Own the Outage: Smart Cloud Strategies for Healthcare

“Own the outage,” three key words, and one principle, that CloudWave’s engineering teams have been trained to bring to every incident we attend. When it comes to helping facilities deal with the fallout from degraded hyperscalers, we encounter some unique challenges in applying this philosophy.

Customer service is at the center of our business; we have a vested interest in helping our partners identify and achieve the shortest and safest path to resolution. If you’re reading this article, you’ve likely heard of—or been impacted by—some of the recent public cloud outages. While many public-facing and financial services organizations received broad media attention, the backend systems supporting healthcare information delivery and availability, from ePrescribing and dictation to compliance and coding services, did not. The loss of any one of these functions is enough to cripple efficiency at a number of health systems.

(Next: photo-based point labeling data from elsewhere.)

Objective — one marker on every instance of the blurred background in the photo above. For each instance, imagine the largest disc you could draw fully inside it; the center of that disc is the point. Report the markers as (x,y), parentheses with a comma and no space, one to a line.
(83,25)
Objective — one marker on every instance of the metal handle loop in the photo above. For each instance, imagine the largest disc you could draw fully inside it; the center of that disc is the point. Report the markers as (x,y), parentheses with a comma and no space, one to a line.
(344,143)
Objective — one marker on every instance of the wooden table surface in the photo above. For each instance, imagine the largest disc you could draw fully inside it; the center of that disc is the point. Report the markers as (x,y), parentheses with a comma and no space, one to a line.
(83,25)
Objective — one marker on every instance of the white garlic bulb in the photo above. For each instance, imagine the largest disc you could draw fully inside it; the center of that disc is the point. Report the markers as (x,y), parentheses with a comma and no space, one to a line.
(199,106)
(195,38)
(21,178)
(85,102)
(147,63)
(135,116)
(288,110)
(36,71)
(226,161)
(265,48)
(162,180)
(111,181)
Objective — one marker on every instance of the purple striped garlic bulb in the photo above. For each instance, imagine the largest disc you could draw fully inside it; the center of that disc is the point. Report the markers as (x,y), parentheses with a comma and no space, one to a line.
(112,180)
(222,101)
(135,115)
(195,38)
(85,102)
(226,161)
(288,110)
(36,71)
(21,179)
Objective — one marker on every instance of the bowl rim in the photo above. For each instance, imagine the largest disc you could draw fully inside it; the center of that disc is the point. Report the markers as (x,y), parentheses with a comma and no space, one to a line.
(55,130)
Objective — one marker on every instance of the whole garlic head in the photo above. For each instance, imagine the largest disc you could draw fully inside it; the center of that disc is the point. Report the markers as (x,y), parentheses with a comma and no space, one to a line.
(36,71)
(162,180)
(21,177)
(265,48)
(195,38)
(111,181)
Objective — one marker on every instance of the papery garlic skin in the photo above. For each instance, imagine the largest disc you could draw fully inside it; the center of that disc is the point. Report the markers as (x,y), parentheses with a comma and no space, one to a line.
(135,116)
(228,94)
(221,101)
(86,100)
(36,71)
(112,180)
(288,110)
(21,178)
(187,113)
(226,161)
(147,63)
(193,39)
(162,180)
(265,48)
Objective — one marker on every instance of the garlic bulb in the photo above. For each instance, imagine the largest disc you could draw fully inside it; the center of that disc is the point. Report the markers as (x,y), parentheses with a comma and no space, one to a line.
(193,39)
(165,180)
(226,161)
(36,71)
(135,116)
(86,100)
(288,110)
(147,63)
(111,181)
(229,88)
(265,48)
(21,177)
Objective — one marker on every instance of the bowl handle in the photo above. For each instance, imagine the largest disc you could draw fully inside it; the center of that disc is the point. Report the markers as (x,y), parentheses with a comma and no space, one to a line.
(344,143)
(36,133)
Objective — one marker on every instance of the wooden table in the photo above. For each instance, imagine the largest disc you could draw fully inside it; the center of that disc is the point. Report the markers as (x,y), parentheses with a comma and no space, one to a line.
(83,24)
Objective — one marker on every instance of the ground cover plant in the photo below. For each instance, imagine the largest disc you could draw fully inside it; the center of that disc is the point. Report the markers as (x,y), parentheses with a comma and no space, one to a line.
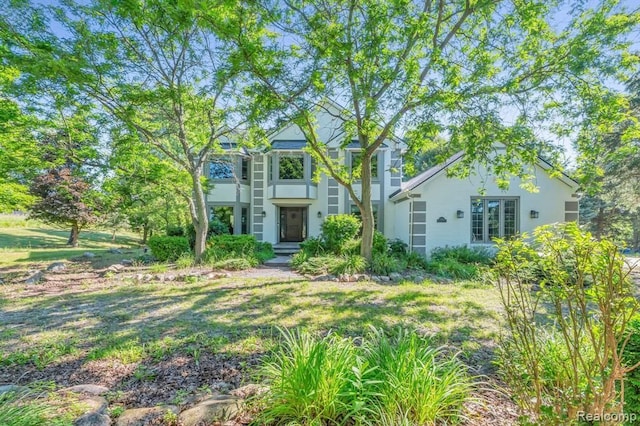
(384,380)
(336,251)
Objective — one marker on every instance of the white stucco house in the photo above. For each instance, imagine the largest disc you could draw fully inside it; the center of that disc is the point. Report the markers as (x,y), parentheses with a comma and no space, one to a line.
(270,193)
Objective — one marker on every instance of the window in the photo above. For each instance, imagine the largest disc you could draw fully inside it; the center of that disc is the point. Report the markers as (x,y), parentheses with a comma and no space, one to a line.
(220,169)
(244,168)
(493,218)
(356,212)
(222,215)
(356,161)
(291,167)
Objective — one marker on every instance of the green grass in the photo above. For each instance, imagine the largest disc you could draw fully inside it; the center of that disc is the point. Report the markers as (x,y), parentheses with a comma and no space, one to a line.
(26,242)
(152,320)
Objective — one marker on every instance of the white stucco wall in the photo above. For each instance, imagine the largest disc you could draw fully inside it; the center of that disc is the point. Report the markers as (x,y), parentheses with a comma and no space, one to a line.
(444,196)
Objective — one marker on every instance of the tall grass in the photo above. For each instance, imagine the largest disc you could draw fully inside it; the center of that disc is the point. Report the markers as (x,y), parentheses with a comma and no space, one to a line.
(17,410)
(331,380)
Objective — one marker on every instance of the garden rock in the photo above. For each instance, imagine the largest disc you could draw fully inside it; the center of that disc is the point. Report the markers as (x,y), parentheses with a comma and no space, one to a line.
(219,407)
(144,416)
(88,389)
(250,390)
(95,413)
(394,276)
(57,267)
(13,389)
(34,278)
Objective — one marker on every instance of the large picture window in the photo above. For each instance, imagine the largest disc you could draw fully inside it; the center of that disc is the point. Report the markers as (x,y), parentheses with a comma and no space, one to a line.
(356,161)
(291,167)
(493,217)
(356,212)
(220,169)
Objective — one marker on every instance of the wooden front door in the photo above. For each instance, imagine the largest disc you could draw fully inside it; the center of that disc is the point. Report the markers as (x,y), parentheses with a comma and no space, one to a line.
(293,224)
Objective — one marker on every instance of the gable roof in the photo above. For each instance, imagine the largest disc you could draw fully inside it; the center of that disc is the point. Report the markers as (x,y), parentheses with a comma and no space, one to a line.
(434,171)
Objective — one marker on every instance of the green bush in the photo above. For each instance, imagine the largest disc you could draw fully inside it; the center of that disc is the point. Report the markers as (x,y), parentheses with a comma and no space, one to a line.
(216,227)
(331,380)
(313,246)
(380,243)
(168,249)
(451,268)
(463,254)
(631,357)
(175,231)
(416,261)
(338,230)
(384,264)
(398,247)
(237,264)
(351,264)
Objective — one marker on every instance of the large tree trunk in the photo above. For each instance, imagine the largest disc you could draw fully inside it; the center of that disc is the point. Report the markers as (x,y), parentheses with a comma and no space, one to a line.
(74,235)
(199,215)
(366,210)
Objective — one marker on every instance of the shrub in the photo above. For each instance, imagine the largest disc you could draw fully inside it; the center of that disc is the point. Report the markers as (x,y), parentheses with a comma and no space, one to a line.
(380,244)
(185,260)
(331,380)
(168,249)
(561,362)
(463,254)
(216,227)
(631,358)
(337,230)
(416,261)
(313,246)
(237,264)
(398,247)
(175,231)
(351,264)
(264,251)
(452,268)
(384,264)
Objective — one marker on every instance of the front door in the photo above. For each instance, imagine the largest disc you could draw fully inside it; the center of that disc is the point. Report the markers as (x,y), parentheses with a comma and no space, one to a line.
(293,224)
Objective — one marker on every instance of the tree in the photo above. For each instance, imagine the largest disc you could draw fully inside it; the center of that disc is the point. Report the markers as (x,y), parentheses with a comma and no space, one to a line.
(481,71)
(64,199)
(143,188)
(610,172)
(147,64)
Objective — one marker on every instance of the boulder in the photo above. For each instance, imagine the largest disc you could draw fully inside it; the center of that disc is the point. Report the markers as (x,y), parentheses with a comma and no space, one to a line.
(95,412)
(56,267)
(13,389)
(144,416)
(34,278)
(87,389)
(93,419)
(250,390)
(219,407)
(394,276)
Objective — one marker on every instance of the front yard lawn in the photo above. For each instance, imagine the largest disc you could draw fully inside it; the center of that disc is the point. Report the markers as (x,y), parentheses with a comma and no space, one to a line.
(169,342)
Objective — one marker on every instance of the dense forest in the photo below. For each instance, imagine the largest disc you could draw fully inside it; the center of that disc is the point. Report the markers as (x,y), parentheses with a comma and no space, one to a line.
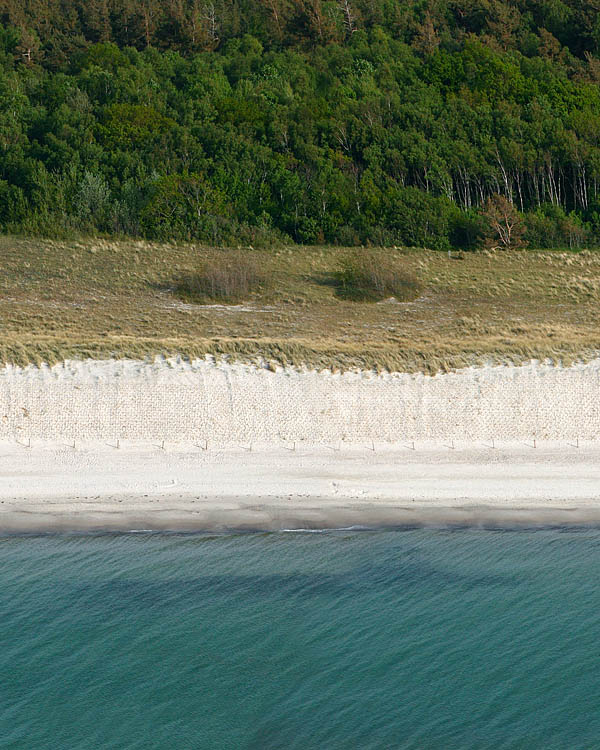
(313,121)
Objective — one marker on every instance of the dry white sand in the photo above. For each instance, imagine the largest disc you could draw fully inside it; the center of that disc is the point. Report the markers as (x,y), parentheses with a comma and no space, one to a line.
(97,486)
(293,449)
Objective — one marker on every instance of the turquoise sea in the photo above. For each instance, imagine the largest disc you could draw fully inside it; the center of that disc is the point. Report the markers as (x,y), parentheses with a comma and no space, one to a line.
(416,638)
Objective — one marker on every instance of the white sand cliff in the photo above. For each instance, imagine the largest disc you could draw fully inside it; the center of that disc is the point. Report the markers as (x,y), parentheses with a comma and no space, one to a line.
(248,447)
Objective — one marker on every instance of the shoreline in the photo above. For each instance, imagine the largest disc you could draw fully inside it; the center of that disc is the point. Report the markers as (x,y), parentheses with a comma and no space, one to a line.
(97,488)
(209,445)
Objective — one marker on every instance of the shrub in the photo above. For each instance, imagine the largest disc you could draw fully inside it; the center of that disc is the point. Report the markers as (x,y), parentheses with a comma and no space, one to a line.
(231,277)
(369,275)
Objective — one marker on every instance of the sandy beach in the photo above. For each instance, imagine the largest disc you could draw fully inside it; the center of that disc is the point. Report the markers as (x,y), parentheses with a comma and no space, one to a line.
(210,445)
(186,487)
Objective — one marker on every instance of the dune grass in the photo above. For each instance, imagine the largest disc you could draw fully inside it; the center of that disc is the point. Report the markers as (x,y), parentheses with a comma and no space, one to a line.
(101,298)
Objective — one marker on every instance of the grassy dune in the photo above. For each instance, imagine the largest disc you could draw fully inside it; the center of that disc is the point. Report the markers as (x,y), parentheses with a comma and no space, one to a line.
(100,298)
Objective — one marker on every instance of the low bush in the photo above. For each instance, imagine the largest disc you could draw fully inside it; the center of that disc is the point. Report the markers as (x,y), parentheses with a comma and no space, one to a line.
(368,275)
(230,277)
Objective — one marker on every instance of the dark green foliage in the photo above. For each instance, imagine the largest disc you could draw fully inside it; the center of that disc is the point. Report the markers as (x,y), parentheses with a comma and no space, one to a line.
(368,275)
(349,122)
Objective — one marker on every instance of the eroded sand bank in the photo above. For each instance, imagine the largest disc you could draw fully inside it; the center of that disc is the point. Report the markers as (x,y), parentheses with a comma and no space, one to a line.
(209,445)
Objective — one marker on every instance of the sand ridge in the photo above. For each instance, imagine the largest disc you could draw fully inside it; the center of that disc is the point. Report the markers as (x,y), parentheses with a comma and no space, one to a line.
(208,399)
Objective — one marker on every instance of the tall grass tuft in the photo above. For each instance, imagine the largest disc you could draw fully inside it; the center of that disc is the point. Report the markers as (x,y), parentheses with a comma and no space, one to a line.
(230,277)
(369,275)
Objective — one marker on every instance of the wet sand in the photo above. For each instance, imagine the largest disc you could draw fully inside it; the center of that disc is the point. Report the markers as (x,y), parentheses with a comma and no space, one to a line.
(183,487)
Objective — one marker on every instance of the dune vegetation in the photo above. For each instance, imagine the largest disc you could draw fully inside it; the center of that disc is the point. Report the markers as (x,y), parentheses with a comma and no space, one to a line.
(103,298)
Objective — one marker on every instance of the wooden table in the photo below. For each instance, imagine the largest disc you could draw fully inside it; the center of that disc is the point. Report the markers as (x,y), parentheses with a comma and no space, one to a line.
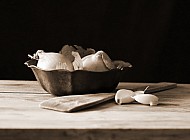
(22,118)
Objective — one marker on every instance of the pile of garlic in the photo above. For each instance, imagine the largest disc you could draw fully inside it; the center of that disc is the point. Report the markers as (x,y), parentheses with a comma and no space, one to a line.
(76,58)
(124,96)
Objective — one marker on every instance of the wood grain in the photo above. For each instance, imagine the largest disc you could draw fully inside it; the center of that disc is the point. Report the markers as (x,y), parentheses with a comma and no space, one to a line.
(22,118)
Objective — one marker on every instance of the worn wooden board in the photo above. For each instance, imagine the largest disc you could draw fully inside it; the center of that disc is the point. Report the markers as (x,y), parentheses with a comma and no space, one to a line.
(75,103)
(21,117)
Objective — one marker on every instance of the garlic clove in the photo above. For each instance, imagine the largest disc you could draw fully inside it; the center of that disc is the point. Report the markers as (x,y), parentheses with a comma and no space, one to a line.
(139,92)
(94,62)
(124,96)
(77,63)
(107,61)
(146,99)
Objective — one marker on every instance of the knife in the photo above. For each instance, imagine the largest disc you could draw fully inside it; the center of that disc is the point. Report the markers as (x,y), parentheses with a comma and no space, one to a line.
(75,103)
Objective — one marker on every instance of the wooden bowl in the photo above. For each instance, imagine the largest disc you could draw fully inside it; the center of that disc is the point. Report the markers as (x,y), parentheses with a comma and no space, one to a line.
(61,82)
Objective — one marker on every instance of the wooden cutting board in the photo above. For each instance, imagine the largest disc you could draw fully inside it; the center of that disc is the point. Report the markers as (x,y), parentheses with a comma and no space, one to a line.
(75,103)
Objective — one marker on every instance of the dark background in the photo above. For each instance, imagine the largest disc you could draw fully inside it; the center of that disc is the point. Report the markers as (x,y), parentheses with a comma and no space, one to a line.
(153,35)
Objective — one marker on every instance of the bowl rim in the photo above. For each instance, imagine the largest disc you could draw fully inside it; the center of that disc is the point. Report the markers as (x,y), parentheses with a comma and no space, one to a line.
(34,66)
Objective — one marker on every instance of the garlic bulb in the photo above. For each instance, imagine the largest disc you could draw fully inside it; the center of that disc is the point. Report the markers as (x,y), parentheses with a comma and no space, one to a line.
(146,99)
(124,96)
(99,61)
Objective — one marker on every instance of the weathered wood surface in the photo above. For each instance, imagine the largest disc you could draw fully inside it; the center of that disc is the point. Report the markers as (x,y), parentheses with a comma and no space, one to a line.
(22,118)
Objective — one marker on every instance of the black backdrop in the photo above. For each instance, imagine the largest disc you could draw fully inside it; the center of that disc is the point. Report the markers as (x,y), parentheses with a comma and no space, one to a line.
(152,35)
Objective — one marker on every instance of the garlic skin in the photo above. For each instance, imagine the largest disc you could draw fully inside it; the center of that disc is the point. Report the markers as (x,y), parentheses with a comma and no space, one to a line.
(146,99)
(51,60)
(124,96)
(99,62)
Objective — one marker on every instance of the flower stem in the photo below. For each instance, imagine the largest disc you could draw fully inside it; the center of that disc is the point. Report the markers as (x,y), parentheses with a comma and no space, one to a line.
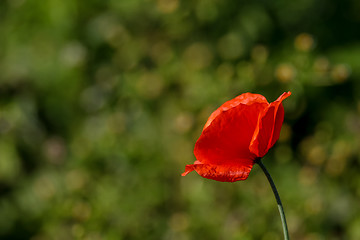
(277,197)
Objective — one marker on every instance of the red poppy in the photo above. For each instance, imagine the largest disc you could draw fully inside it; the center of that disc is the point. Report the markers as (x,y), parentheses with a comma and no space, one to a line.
(238,133)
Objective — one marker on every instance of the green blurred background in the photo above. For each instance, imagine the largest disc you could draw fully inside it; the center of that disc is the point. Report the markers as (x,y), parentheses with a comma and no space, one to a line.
(101,103)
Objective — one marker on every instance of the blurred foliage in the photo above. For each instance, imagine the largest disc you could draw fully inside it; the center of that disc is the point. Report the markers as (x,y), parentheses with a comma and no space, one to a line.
(101,103)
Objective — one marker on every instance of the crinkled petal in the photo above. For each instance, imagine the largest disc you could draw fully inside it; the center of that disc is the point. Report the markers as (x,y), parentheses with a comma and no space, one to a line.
(223,173)
(226,140)
(268,127)
(245,99)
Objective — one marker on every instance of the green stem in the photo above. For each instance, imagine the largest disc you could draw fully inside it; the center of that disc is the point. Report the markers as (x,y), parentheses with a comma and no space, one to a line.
(277,197)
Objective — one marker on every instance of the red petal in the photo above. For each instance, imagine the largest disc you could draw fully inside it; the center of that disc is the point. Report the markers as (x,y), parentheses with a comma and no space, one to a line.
(223,173)
(268,127)
(226,140)
(245,98)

In the wake of these incidents, I’ve challenged our team to focus on what we can control in the event of a recurrence, knowing that the issue resides outside our walls. For example, can we apply any emergency DNS overrides and possibly accelerate time-to-repoint to a new instance, versus waiting for an automatic refresh? Does the client possess any private cloud or on-premises failover instance that we can assist them in repointing configurations toward?

While working through options in real time with our partners during these events, a few vital patterns have materialized:

Know your dependencies, understand your exposures: Many healthcare ISVs have quietly adopted cloud services, and many who consume their services remain unaware. Do you know how (or why) your facility is impacted when hyperscaler A, B, or C goes offline tomorrow? Make it a recurring activity to sit down with your architects and map out your connectivity—you’ll likely discover a new dependency more often than not.

The harder they fall: Even the hyperscaler giants are not immune to unexpected downtime events, nor should you be 100% reliant upon them for your operations. Have you implemented a capable private cloud failback plan for when issues arise with any of these services? Do you have an understanding of your data diversity and what your RPO/RTO would be in the event of a sustained outage or a real public cloud infrastructure disaster? In many cases, facilities have decommissioned private cloud ISV solutions without giving due thought to the potential loss in resiliency.

Your SLA is your parachute: What kind of guarantees has your ISV made? What do you know about their service and infrastructure resiliency? Get clear on how they deliver, and how they will react when the unexpected happens. Share these plans and details with your partners so you can collaborate on a playbook.

Unfortunately, outages are inevitable; may every incident sharpen our approach, every challenge become a strategy, and every disruption reinforce our commitment to stand beside our partners.

Tony Rienzo,
VP of Cloud Service Delivery